Banks need to embrace three key facets of this service approach: 

A command of open banking APIs

Banks can leap into digitization using application programming interfaces (API), which enable them to share data with developers and third-party partners. These partners can then develop valuable service offerings, such as mobile payment applications and peer-to-peer lending solutions. Banks must also be willing to tweak their role as active participants, but not necessarily owners, of the end-to-end customer experience.

A shift to solutions assembly

With the BaaS model, banks act as assemblers of financial management solutions, using componentized capabilities that facilitate plug-and-play operations. Componentization also promotes reuse, standardization and cost reduction.

A focus on innovation and the user experience

Provisioning data to external partners can facilitate innovative customer-oriented products, such as virtual intelligent banking assistants. These offerings could grow the customer base while simultaneously reducing costs.

Where exactly is the value in digital banking?
Our modeling indicates that European retail banks that pursue a full digital transformation, pulling all improvement levers, can realize improvements in earnings before interest, taxes, depreciation, and amortization of more than 40 percent over the next five years.
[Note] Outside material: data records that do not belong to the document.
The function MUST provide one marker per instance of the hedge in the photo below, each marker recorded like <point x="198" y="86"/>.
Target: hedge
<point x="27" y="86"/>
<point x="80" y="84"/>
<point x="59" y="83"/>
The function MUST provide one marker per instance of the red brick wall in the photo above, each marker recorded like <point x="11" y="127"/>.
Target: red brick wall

Almost two-thirds of this potential value comes from the impact of digital on the cost base and loss provisions rather than from revenue uplift, which is why a focus beyond front-end investments is critical.
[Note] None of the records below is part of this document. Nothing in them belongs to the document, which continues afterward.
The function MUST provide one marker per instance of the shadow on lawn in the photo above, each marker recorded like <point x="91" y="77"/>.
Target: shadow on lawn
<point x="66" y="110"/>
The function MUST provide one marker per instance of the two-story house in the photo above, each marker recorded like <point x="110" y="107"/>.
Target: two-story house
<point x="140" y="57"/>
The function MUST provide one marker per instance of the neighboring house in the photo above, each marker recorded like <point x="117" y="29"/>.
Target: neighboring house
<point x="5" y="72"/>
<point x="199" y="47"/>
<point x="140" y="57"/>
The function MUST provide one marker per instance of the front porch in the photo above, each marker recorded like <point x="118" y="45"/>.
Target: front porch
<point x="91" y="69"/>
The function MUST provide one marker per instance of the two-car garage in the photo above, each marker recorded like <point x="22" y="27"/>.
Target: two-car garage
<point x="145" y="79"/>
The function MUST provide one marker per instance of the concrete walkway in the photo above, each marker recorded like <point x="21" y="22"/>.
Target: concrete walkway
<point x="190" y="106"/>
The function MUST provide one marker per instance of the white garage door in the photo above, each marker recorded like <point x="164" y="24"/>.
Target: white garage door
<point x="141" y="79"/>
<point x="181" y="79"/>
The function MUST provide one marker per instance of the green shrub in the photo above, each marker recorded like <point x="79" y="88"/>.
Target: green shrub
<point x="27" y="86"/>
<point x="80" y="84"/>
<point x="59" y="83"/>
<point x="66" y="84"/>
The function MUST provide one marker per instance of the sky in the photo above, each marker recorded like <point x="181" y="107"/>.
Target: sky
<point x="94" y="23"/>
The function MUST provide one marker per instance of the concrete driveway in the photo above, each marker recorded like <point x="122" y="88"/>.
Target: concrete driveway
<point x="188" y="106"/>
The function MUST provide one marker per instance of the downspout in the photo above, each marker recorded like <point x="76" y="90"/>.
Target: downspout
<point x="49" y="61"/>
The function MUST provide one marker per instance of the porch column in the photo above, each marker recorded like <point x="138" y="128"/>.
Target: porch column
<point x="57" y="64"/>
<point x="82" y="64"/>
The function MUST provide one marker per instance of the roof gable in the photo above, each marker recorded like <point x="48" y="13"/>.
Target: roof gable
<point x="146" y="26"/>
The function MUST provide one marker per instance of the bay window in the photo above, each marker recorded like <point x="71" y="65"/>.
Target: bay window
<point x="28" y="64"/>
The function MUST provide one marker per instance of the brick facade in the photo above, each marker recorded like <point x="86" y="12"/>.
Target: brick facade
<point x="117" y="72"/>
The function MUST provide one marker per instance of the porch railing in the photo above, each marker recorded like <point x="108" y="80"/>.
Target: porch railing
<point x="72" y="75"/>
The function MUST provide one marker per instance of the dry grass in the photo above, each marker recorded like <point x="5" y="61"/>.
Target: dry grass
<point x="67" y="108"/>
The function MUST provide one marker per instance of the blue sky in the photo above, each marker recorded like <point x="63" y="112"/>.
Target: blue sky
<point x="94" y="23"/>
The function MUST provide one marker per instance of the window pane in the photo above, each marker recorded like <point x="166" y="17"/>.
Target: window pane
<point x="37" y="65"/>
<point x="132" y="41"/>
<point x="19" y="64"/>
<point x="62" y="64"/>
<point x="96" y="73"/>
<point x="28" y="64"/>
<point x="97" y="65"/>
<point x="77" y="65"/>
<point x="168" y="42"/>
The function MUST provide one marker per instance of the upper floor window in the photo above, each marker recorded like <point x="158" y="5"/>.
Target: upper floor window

While the cost-saving opportunity for banks comes in many forms and touches every area of the bank, there are two areas that are especially significant and represent the bulk of the value: automation of servicing and fulfillment processes and migration of front-end activity to digital channels. On automation, European banks can realize 40 to 90 percent cost reductions in a range of internal processes through careful deployment of work-flow tools and self-servicing capabilities for customers and staff. On front-end transformation, beyond diverting existing branch activity into digital channels, digital tools can also be used to augment frontline servicing (for example, with iPad forms rather than paper forms, or videoconference access to specialists to maximize their utilization)—easily doubling staff productivity and enhancing the customer experience.

How to go digital

Going digital  does not have to mean millions in new investment dollars or convulsive upheaval in IT. Sizable investment will no doubt be necessary in some areas, but in general, many of the elements banks need to exploit this opportunity may already be in place. Banks just need to leverage them better and invest in these targeted ways.
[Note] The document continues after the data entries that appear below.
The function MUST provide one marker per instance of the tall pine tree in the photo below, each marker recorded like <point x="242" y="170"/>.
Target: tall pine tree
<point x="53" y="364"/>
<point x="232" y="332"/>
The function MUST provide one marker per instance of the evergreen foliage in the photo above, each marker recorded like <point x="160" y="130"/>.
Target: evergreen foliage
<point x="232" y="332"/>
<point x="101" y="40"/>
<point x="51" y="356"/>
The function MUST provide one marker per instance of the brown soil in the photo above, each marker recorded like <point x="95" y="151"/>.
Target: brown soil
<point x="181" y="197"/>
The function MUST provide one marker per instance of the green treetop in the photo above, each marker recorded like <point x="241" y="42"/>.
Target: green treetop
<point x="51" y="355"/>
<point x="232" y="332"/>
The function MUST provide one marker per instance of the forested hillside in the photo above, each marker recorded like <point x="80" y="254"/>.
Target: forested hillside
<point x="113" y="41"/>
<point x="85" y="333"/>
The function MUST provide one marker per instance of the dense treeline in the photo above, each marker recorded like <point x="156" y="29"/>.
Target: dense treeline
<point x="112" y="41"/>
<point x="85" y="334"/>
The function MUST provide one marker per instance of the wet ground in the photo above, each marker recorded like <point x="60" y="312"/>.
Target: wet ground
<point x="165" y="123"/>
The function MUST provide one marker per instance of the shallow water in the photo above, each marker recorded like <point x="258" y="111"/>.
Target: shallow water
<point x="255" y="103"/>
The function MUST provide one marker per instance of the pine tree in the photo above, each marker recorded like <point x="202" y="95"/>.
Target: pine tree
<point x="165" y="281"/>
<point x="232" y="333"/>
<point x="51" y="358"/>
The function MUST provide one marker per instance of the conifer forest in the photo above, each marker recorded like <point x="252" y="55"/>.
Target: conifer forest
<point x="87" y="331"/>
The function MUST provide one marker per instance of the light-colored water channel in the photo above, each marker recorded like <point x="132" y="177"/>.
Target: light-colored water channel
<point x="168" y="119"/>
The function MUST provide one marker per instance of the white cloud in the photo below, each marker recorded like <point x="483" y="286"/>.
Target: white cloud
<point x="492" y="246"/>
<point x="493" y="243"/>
Maximize the use of existing technology. Many banks have widely deployed imaging and work-flow systems, online servicing, capacity-management software, interactive-voice-response systems, and other connectivity and work-management technologies. But they are not using them widely or well enough. One European bank, for instance, installed a new high-resolution-imaging platform but never fully enforced its use. Customer-service representatives continued to send documentation by fax, and the poor image quality led to significant inefficiency in downstream processing. Addressing this problem requires systematic evaluation of existing capabilities, their usage rates, and barriers to adoption.

Apply lightweight technology interventions. Banks can generate significant performance gains with surprisingly small targeted investments. Examples include wider deployment of tools like e-forms and work-flow systems, which can be implemented relatively rapidly, sometimes without deep integration into complex legacy architectures. The relationship managers and underwriters at one bank, for instance, got together with IT to design a stripped-down and user-friendly online loan application. The form automatically adapts to input data and guides underwriters on which risk processes to follow.

Advantages of going Digital:

Banks Reach: Historically, rural people have not enjoyed banking services. It is hard for banks to open branches in far-flung corners of the country. With digitization, only a mobile is sufficient for transactions. As a result, people from every corner can access same functionalities. Also, online transactions have played pivotal role in e-commerce.

Access From Home: The most important benefit of digitization is that it saves our time. We no longer need to wait in queues for long hours. Almost all banking facilities can be availed through digital media from home.

Cost-Efficient Solutions: At the same time, machines can perform tasks more cheaply than humans. Whereas  salary of an employee needs to be hiked annually, cost of computation gradually decreases with time. As a result, banks will have larger profits.

Others: Curbing the use of counterfeit notes has been a challenge for years. When transactions will go completely online, this will be no longer threaten the economy.

Now, banks can easily collect feedback from customers. This will help them to provide better services. Another major advantage is that, big data analysis will help the banks to analyze data accurately leading to better decision making, more cost-effective solutions, and improved customer experience.

Researchers suggest that automation will result in lesser working hours. So, employees can be happier and more productive.